Introduction

It is an issue of concern that the digested waste, sludge and effluents from various developmental activities are frequently disposed of on agricultural lands as fertilizer and irrigation water, respectively, due to their nutrient contents, especially N and P without any treatment, but they may induce plant and soil toxicity, and may have suppressive effects on the metabolism of soil microorganisms [1]. Stabilization involves the decomposition of organic materials to the extent of eliminating hazards [2]. Moreover, stabilization of any digested waste (sludge) reduces the amount of volatile organic matter, which produces unpleasant odours that are a source of attraction for vectors, and to limit the density of pathogenic microorganisms [3]. Digestate from biogas plants is a residual semisolid material generated in the anaerobic digester, which is sent to a sludge drying bed and sold as manure. The fertilizer properties of the dry sludge are limited as the concentration of nitrate is comparatively low. In good fertilizer, the concentration of nitrate is high, as this form of nitrogen is readily absorbed by plant roots. Therefore, there is a need for ecologically sound technologies, which are not only cost-effective, but also sustainable in terms of possible recovery of recyclable constituents from anaerobic digestate as they are rich in nutrients and have higher organic content.

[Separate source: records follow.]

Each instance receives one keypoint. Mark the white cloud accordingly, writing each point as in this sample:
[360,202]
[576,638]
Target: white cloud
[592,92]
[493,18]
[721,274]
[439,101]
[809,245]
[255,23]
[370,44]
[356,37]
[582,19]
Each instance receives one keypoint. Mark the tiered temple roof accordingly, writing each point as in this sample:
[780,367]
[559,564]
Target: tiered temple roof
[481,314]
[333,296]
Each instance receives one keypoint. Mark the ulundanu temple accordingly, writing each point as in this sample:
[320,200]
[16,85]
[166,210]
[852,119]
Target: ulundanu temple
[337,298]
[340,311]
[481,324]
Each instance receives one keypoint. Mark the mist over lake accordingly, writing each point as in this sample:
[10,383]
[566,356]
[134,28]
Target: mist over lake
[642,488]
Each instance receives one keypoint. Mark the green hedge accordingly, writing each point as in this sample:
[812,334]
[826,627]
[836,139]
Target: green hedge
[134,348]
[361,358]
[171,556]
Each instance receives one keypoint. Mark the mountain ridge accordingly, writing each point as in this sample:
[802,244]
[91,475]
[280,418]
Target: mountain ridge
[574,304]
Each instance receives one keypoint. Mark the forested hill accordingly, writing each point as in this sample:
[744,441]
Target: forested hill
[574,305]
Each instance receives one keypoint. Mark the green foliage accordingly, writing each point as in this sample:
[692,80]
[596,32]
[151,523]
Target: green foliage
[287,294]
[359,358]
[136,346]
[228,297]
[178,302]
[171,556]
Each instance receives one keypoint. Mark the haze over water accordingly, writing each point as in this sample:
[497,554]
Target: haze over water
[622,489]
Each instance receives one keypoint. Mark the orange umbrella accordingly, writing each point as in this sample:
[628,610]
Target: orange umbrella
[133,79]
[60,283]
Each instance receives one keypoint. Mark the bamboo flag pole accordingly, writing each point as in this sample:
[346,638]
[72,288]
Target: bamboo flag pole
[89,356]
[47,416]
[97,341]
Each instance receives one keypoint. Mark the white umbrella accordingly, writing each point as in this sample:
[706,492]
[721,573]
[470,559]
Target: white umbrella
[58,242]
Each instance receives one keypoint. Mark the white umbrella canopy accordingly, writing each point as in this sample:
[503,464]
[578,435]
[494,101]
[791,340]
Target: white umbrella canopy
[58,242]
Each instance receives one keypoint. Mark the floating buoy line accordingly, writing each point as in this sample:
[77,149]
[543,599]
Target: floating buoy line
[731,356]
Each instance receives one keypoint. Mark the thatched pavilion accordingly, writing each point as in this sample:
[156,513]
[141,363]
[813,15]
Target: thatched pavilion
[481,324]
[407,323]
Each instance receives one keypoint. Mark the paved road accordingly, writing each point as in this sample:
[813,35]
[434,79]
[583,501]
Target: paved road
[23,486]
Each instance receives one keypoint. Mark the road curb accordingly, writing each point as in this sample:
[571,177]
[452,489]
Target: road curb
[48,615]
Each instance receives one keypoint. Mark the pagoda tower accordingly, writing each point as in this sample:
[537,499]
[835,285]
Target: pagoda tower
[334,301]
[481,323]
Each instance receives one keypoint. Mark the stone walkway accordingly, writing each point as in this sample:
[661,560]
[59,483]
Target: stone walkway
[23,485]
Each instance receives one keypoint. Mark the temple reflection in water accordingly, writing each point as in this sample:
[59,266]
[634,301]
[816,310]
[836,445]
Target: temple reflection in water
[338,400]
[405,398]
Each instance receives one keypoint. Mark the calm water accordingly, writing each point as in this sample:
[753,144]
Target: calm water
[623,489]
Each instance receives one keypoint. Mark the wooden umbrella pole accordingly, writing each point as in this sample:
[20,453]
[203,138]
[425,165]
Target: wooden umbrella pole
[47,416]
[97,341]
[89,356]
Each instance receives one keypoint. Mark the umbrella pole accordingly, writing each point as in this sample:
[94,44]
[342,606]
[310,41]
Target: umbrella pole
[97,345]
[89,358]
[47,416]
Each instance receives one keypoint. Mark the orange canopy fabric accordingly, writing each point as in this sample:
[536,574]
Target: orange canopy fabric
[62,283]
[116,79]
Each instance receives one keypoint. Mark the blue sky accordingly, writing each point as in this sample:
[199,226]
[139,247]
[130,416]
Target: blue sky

Vermicomposting is an eco-friendly sustainable approach to handle the digestate and its conversion to a useful recyclable product produced on-site, making it an economically viable method for sludge management [47]. It is easy to operate and can be conducted in a contained space to produce a good-quality product called vermicompost [8]. During vermicomposting earthworms act as the carrier of microbes prevailing under mesophilic conditions. They feed on the organic materials and convert them into a stable casting (excreted matter), which are rich in plant nutrients like nitrogen, phosphorous and potassium [912]. Vermitechnology has attracted much attention for anaerobic digestate stabilization worldwide due to simple, natural and low cost technology [1315]. The composting potential of a substrate is directly proportional to the quantity of biodegradable organic matter contained in the substrate. The substrate will not be stabilized until all the biodegradable organic content is converted to a stabilized form, which is odorless and pathogen free, and is a poor breeding ground for flies and other insects. Even if the compost is stable, care should be taken in applying it to soil because the biological processes will continue and can strip the nutrients from soil [16].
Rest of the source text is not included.